Her 9-year old son comes home unexpectedly, sees them, and
hides in the bedroom closet. Then the woman's husband also
comes home. She puts her lover in the closet, not realizing
that the little boy is in there already.

The little boy says, 'Dark in here.'
The man says, 'Yes, it is.'

Boy - 'I have a golf ball.'

Man - 'That's nice.'

Boy - 'Want to buy it?'

Man - 'No, thanks.'

Boy - 'My dad's outside.'

Man - 'OK, how much?'

Boy - '$250'

A few weeks later, it happens again that the boy and the lover
are in the closet together..

Boy - 'Dark in here.'

Man - 'Yes, it is.'

Boy - 'I have sand wedge.
'The lover, remembering the last time, asks the boy, 'How
much?'

Boy - '$750'

Man - 'Sold.'

A few days later, the boys father says to the boy, 'Grab your
sand wedge and golf ball, let's go outside and have some short
game practice. The boy says, 'I can't, I sold my ball and sand
wedge dad.'

The father says, 'What?! How much did you sell them
for?'

Boy - '$1,000.'

The father says, 'That's terrible to overcharge your friends
like that. That is far more than those two things cost.
I'm going to take you to church and make you confess.'

They go to the church and the father makes the little boy sit
in the confession booth and he closes the door.

The boy says, 'Dark in here.'

The priest says, 'Don't start that shit with me again. You'r
e
in my closet now.'
That was good, Ok heres one for ya hope ya like it.
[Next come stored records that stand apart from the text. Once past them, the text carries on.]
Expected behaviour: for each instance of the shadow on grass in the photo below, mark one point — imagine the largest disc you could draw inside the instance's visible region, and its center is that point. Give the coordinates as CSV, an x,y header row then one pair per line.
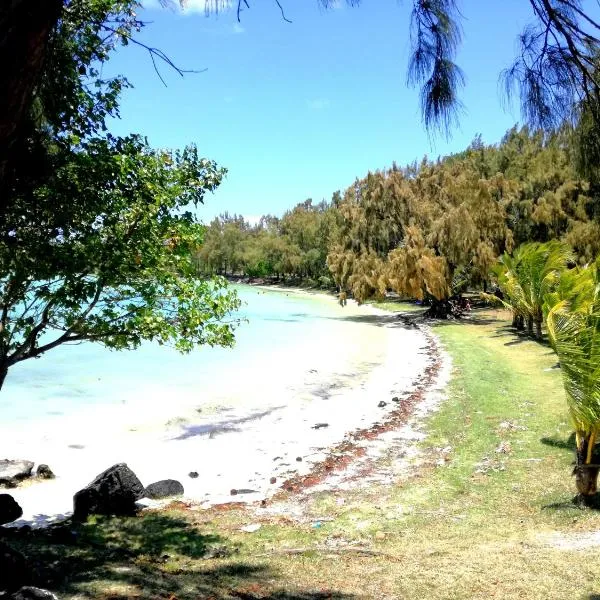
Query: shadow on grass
x,y
563,444
154,555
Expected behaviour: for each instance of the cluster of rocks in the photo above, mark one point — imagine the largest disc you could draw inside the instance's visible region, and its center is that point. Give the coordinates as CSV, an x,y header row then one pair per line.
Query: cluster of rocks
x,y
13,472
115,491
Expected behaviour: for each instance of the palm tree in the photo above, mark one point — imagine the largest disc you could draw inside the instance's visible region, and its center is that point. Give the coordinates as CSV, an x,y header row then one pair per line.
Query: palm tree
x,y
528,276
573,321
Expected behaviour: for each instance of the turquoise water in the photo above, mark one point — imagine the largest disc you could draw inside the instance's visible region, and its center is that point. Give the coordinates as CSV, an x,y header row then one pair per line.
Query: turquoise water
x,y
75,377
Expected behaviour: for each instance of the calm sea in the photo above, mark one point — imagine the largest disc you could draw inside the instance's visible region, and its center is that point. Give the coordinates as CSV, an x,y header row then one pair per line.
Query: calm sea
x,y
70,378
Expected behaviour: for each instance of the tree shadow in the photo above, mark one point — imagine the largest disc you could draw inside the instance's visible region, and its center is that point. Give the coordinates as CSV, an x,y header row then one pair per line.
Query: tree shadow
x,y
568,444
395,320
154,555
225,426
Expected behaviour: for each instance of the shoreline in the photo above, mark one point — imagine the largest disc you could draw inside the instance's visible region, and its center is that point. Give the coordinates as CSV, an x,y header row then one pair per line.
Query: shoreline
x,y
256,447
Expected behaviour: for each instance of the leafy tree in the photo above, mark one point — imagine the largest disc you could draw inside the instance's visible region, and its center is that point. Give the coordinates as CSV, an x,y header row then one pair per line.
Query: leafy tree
x,y
573,320
98,239
529,276
554,73
424,232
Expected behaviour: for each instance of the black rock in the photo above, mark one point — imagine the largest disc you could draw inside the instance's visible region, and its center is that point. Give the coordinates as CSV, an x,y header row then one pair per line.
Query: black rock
x,y
14,569
44,472
32,593
164,489
13,471
9,509
113,492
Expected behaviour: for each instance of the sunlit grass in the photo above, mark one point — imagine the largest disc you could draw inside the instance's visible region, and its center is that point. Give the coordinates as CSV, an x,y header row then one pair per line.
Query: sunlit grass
x,y
482,523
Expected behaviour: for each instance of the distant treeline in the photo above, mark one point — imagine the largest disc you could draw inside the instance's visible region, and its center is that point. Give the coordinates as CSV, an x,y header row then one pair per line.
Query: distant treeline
x,y
428,230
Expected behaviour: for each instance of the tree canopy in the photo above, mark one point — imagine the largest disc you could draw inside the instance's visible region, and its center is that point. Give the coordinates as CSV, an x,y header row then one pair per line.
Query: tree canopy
x,y
99,236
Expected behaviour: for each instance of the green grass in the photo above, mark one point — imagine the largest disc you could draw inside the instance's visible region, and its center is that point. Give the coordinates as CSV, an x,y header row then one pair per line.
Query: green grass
x,y
481,524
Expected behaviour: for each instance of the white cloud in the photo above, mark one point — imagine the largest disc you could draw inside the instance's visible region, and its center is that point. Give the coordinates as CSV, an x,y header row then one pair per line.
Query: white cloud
x,y
207,6
318,103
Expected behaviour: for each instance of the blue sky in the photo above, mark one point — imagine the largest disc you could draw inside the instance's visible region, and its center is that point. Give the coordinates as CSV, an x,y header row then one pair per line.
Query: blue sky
x,y
298,110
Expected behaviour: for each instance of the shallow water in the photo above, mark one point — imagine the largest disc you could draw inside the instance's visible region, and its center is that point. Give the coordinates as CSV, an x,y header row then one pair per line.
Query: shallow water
x,y
279,332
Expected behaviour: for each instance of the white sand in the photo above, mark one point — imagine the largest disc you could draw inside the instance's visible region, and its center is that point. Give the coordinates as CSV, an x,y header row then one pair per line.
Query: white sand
x,y
250,429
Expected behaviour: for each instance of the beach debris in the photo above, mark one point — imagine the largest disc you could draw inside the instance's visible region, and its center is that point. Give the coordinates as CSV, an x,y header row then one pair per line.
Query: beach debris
x,y
504,448
13,471
14,568
32,593
219,551
113,492
163,489
236,491
9,509
44,472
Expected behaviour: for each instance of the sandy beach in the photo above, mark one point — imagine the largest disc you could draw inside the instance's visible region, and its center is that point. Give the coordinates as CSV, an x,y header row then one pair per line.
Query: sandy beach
x,y
256,426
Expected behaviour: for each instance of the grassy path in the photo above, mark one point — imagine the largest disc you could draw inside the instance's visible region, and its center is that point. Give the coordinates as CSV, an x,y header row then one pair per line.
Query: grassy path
x,y
487,512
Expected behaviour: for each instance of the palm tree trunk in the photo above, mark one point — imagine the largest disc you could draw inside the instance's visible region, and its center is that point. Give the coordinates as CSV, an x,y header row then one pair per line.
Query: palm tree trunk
x,y
586,471
538,328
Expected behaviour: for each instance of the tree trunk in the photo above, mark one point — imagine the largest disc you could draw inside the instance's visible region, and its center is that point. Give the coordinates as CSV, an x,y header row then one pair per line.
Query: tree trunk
x,y
3,374
25,27
530,325
538,329
440,309
586,469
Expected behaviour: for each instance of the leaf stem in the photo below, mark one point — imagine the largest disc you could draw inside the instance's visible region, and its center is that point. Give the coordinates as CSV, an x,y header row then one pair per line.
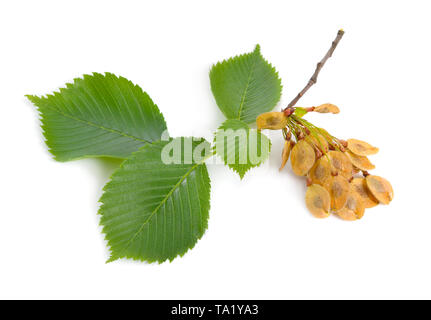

A guy goes into a Bar and orders ten Shots. The Bar Tender asks the man thats a lot of Booze something wrong. The Man says well today my best friend of 25 years tells me he's gay. It just blew my mind his wife will be so hearbroken if he tells her. Bartender says " Man Iam sorry to hear that"
A week later same guy enters the bar and orders 15 Shots. Bar tender serves his order and asks the guy whats wrong now? the man says geesh, today my 19 year old son tells me he's Gay. "Oh man thats tough" says the Bar tender.
A week later same guy enters the Bar and this time orders 25 Shots. The Bar Tender this totally disgusted with the man's rash of bad luck says " Man doesn't anybody in your life like women" The man replies " Well apparently my wife does".